Bedeutung des Digital Twin im Engineering von Maschinen und Anlagen

Interview mit
Timm Hauschke, Director Master Data Business at Eplan

Interview mit Timm Hauschke, Director Master Data Business bei Eplan. 1999 begann er bei Eplan als Consultant, wechselte später ins Produktmanagement im Bereich Automated Engineering und ist seit Ende 2018 Leiter des Bereichs „Master Data“.

Die nahtlose Integration auf Basis offener Standards aus der Perspektive von Eplan

tec.news: Mit dem Blick auf die digitale Erstellung von Automatisierungssystemen: Wie hat sich dieses Thema über die Jahre bei Eplan entwickelt?

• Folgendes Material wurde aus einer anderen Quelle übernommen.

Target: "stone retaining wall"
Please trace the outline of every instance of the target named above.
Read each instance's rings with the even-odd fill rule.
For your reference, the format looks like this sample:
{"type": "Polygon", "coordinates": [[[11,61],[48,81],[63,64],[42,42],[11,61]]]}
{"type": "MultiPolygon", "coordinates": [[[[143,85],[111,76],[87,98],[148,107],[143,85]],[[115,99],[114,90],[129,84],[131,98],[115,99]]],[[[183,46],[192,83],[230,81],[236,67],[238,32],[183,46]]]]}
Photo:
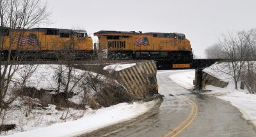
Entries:
{"type": "Polygon", "coordinates": [[[144,99],[158,92],[156,69],[155,61],[141,62],[113,75],[134,98],[144,99]]]}

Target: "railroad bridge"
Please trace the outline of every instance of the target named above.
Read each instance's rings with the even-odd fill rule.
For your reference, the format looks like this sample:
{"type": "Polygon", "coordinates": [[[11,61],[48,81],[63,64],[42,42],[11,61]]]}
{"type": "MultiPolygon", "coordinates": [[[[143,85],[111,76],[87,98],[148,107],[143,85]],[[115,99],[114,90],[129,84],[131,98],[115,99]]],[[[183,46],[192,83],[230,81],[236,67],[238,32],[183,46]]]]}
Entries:
{"type": "Polygon", "coordinates": [[[157,69],[173,69],[180,68],[195,69],[195,89],[202,89],[203,69],[211,66],[216,62],[230,62],[233,61],[256,61],[256,59],[194,59],[182,61],[158,60],[157,69]],[[183,67],[182,67],[183,66],[183,67]]]}

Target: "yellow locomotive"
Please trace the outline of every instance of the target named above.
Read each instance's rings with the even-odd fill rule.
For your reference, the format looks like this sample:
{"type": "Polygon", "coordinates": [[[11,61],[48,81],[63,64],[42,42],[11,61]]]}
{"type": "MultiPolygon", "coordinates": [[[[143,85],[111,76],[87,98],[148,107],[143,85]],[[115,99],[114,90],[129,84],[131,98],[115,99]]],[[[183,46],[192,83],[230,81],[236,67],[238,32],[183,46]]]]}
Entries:
{"type": "Polygon", "coordinates": [[[73,57],[76,59],[88,59],[93,54],[92,39],[84,30],[54,28],[24,30],[8,27],[0,30],[1,47],[4,59],[9,48],[12,56],[19,52],[24,59],[56,59],[64,52],[75,53],[73,57]]]}
{"type": "Polygon", "coordinates": [[[192,59],[190,41],[181,33],[101,31],[99,50],[103,58],[192,59]]]}

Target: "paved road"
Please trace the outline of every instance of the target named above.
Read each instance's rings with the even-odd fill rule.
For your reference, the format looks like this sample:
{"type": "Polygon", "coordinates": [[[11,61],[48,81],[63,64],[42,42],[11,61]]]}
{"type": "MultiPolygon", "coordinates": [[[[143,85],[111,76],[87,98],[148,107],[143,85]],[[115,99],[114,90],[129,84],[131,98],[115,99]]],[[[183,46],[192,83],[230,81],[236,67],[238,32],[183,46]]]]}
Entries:
{"type": "Polygon", "coordinates": [[[139,122],[104,136],[256,136],[255,128],[234,106],[221,100],[192,94],[170,80],[177,71],[158,71],[159,110],[139,122]]]}

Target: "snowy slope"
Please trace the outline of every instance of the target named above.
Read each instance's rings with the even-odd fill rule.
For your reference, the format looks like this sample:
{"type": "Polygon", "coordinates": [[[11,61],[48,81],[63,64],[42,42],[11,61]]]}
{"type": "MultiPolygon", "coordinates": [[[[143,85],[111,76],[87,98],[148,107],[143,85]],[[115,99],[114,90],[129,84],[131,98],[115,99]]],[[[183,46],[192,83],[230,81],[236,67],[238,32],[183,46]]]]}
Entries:
{"type": "MultiPolygon", "coordinates": [[[[207,71],[218,78],[226,78],[229,76],[224,75],[221,73],[214,73],[212,69],[206,69],[207,71]]],[[[193,80],[195,79],[195,70],[191,72],[180,72],[169,76],[169,78],[177,84],[190,89],[193,87],[193,80]]],[[[204,94],[212,96],[219,99],[228,101],[231,105],[237,108],[243,114],[245,119],[251,121],[256,126],[256,95],[248,94],[246,90],[234,89],[234,83],[228,80],[230,83],[225,88],[220,88],[212,85],[206,85],[205,89],[212,90],[204,94]]]]}

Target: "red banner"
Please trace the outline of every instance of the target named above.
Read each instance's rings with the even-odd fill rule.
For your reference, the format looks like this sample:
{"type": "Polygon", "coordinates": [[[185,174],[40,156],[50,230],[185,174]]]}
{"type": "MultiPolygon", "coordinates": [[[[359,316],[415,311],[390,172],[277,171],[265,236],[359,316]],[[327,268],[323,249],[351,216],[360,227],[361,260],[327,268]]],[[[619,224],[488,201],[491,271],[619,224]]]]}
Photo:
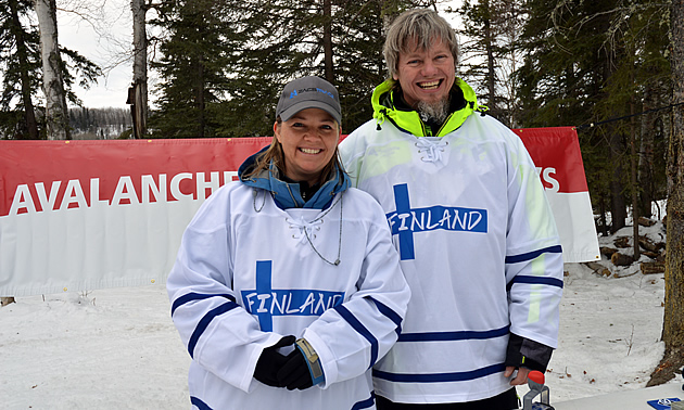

T. Hauschke: Prinzipiell hat dies schon mit der Gründung von Eplan im Jahre 1984 angefangen. Denn der Beginn, Schaltpläne nicht mehr nur mit Tusche zu zeichnen, kann im Grunde als Vorläufer eines ersten digitalen Zwillings bezeichnet werden. Was wir also eigentlich tun ist, das digitale Abbild einer Maschine bzw. einer Anlage im Sinne der elektrotechnischen Automatisierung zu beschreiben. Dies gelingt uns mit der Eplan Dokumentation. Hier liegen unsere Wurzeln, hier haben wir uns über die Jahre sehr stark weiterentwickelt. Wir haben den Sprung vom abstrakten Schaltplan in die physischen Welt vollzogen, indem wir den physikalischen Schaltschrank digital in 3D abbilden, so wie er dann idealerweise in der Realität gebaut werden soll. Die Kombination der Informationen aus dem Schaltplan und dem 3D-Modell des Schaltschranks sind die Grundlage zur automatisierten Fertigung des Schaltschranks. Die Daten lassen sich direkt an Maschinen zur Fertigung – beispielsweise von Rittal - übergeben. Ausschnitte und Bohrungen können automatisiert angesteuert werden – ebenso die Drahtkonfektionierung inklusive Längenermittlung lässt sich automatisieren.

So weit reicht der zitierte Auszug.